DPUv3E for Alveo Accelerator Card with HBM

Gang Yuan

Published: Feb 05, 2020

AI - Machine Learning
Database and Data Analytics
Introductory Tutorials
Alveo U280
Alveo U50
Vitis AI
Vitis

Introduction to DPUv3E

DPUv3E is a member of the Xilinx® DPU IP family for convolution neural network (CNN) inference application. It is designed for the latest Xilinx Alveo U50/U280 adaptable accelerator cards with HBM support. DPU V3E is a high-performance CNN inference IP optimized for throughput and data center workloads. DPUv3E runs with highly optimized instructions set and supports all mainstream convolutional neural networks, such as VGG, ResNet, GoogLeNet, YOLO, SSD, MobileNet, FPN, etc.

DPUv3E is one of the fundamental IPs (Overlays) of the Xilinx Vitis™ AI development environment, and the user can use Vitis AI toolchain to finish the full stack ML development with DPUv3E. The user can also use standard Vitis flow to finish the integration of DPUv3E with other customized acceleration kernel to realize powerful X+ML solution. DPUv3E is provided as encrypted RTL or XO file format for Vivado or Vitis based integration flow.

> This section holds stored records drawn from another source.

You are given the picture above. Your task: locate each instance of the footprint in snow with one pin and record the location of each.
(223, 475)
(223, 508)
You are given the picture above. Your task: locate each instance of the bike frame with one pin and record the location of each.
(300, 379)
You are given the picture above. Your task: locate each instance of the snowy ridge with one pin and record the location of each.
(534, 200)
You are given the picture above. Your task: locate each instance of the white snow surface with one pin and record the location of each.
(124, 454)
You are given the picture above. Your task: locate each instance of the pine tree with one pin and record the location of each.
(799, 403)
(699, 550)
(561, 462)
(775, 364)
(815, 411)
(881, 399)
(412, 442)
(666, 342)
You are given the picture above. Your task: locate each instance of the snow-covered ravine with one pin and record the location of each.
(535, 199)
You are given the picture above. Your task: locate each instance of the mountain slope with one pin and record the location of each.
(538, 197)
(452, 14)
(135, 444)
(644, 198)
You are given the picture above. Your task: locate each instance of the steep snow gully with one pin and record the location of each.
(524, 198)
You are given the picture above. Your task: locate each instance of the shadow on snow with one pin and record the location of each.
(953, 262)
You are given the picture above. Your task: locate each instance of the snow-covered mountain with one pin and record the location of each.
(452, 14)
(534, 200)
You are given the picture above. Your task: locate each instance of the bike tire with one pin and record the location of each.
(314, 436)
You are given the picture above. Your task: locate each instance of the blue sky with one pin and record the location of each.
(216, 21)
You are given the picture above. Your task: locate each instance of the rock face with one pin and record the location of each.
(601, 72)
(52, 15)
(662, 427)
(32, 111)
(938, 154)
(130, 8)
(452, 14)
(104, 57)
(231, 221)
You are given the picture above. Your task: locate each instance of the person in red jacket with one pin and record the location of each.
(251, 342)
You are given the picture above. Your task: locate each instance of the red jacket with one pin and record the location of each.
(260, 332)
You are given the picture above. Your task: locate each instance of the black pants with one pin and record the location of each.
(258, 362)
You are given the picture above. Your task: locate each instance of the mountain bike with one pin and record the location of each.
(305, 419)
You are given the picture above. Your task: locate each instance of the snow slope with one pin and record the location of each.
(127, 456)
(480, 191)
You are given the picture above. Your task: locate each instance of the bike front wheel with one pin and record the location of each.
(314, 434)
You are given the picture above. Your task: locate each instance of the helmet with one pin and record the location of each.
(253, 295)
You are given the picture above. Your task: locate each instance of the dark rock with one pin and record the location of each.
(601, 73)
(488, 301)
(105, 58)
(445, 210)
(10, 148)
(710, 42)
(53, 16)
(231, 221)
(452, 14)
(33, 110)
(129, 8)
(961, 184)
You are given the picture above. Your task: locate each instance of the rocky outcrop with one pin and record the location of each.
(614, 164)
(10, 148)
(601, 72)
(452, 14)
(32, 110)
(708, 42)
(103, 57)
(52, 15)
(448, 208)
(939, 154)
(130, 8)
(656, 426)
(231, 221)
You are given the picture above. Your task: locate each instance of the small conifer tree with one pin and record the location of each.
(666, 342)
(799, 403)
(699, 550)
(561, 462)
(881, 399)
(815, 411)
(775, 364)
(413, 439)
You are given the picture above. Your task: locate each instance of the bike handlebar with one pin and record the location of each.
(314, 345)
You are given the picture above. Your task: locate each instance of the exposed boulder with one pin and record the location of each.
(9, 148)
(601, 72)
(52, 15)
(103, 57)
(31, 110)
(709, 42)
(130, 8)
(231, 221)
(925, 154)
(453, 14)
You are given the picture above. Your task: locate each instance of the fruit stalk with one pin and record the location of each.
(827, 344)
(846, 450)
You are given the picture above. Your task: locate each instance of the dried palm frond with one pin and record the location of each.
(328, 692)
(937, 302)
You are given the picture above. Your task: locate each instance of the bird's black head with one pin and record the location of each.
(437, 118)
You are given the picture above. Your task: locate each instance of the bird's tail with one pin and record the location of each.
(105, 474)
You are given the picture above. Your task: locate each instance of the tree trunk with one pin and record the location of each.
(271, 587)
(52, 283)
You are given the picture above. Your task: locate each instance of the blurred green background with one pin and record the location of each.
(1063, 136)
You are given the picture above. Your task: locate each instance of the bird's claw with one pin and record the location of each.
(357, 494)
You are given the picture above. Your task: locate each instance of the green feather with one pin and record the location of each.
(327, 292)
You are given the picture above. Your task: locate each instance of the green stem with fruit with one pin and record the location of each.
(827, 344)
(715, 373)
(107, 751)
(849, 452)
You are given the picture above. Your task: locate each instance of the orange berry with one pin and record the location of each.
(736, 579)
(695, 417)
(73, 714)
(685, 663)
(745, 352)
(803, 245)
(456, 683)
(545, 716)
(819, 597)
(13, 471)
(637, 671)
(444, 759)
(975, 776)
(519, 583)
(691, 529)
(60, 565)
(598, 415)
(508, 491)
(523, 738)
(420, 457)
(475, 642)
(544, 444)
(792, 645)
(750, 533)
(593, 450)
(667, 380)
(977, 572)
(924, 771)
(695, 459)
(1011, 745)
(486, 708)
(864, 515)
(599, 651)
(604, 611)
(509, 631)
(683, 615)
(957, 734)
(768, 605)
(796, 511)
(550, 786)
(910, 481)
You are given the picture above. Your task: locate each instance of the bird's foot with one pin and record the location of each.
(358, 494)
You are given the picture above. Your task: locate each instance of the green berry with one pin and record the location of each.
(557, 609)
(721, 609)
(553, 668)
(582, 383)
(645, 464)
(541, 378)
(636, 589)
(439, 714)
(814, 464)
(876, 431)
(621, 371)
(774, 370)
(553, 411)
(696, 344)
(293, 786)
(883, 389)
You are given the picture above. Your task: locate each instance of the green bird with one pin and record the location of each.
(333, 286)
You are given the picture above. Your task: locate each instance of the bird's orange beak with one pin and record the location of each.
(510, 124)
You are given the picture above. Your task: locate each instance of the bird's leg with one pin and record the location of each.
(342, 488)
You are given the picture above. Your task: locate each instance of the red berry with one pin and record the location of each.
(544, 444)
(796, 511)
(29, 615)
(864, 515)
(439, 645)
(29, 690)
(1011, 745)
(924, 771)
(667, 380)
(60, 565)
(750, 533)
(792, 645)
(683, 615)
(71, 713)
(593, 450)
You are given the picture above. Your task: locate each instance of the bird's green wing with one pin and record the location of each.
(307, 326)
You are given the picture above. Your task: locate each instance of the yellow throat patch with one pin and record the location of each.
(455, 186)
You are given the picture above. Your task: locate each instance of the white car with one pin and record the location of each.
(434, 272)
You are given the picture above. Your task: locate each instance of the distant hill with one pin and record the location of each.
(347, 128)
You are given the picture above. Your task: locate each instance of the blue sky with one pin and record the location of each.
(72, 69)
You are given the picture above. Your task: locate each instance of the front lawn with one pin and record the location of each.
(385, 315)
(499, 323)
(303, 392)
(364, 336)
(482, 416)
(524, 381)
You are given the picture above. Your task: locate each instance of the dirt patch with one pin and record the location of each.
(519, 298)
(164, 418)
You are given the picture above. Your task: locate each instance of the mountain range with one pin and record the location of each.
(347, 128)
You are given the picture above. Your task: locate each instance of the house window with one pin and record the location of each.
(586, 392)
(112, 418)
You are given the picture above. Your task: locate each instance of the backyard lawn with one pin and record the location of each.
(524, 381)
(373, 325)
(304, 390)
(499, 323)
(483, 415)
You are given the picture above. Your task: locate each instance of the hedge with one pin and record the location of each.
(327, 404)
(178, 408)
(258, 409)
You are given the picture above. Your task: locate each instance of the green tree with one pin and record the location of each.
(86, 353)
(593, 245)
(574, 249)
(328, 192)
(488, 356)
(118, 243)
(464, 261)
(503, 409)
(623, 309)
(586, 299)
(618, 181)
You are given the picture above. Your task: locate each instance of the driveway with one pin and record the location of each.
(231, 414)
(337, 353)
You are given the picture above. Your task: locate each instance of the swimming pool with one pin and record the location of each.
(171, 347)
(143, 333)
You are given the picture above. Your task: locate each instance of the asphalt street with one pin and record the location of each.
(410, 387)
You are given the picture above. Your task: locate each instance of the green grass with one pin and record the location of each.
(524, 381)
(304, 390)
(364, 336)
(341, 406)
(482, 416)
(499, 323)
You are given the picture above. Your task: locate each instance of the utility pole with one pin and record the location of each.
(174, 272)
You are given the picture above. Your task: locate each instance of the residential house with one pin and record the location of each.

The major supported Neural Network operators include:

Convolution / Deconvolution
Max pooling / Average pooling
ReLU, ReLU6, and Leaky ReLU
Concat
Elementwise-sum
Dilation
Reorg
Fully connected layer
Batch Normalization
Split

DPUv3E is highly configurable, a DPUv3E kernel consists of several Batch Engines, an Instruction Scheduler, a Shared Weights Buffer, and a Control Register Bank. Following is the block diagram of a DPUv3E kernel including 5 Batch Engines.

Batch Engine

Batch Engine is the core computation unit of DPUv3E. A Batch Engine can handle an input image at a time, so multiple Batch Engines in a DPUv3E kernel can process several input images simultaneously. The number of Batch Engine in a DPUv3E kernel can be configured based on FPGA resource condition and customer's performance requirement. For example, in Alveo U280 card, SLR0 (with direct HBM connection) can contain a DPUv3E kernel with maximal four Batch Engines while SLR1 or 2 can contain a DPUv3E kernel with five Batch Engines. In Batch Engine, there is a convolution engine to handle regular convolution/deconvolution computation, and a MISC engine to handle pooling, ReLu, and other miscellaneous operations. MISC engine is also configurable for optional functions according to specific neural network requirements. Each Batch Engine uses a AXI read/write master interfaces for feature map data exchange between device memory (HBM).

Instruction Scheduler

Similar to general-purpose processor in concept, Instruction Scheduler carries out instruction fetch, decode and dispatch jobs. Since all the Batch Engines in a DPUv3E kernel will run the same neural network, so Instruction Scheduler serves all the Batch Engines with the same instruction stream. The instruction stream is loaded by host CPU to device memory (HBM) via PCIe interface, and Instruction Scheduler use a AXI read master interface to fetch DPU instruction for Batch Engine.

Shared Weight Buffer

Shared Weight Buffer includes complex strategy and control logic to manage the loading of neural network weight from Alveo device memory and transferring them to Batch Engines efficiently. Since all the Batch Engines in a DPUv3E kernel will run the same neural network, so the weights data are wisely loaded into the on-chip buffer and shared by all the Batch Engines to eliminate unnecessary memory access to save bandwidth. Shared Weight Buffer uses two AXI read master interfaces to load Weight data from device memory (HBM).

Control Register Bank

Control Register Bank is the control interface between DPUv3E kernel and host CPU. It implements a set of controller register compliant to Vitis development flow. Control Register Bank has a AXI slave interface.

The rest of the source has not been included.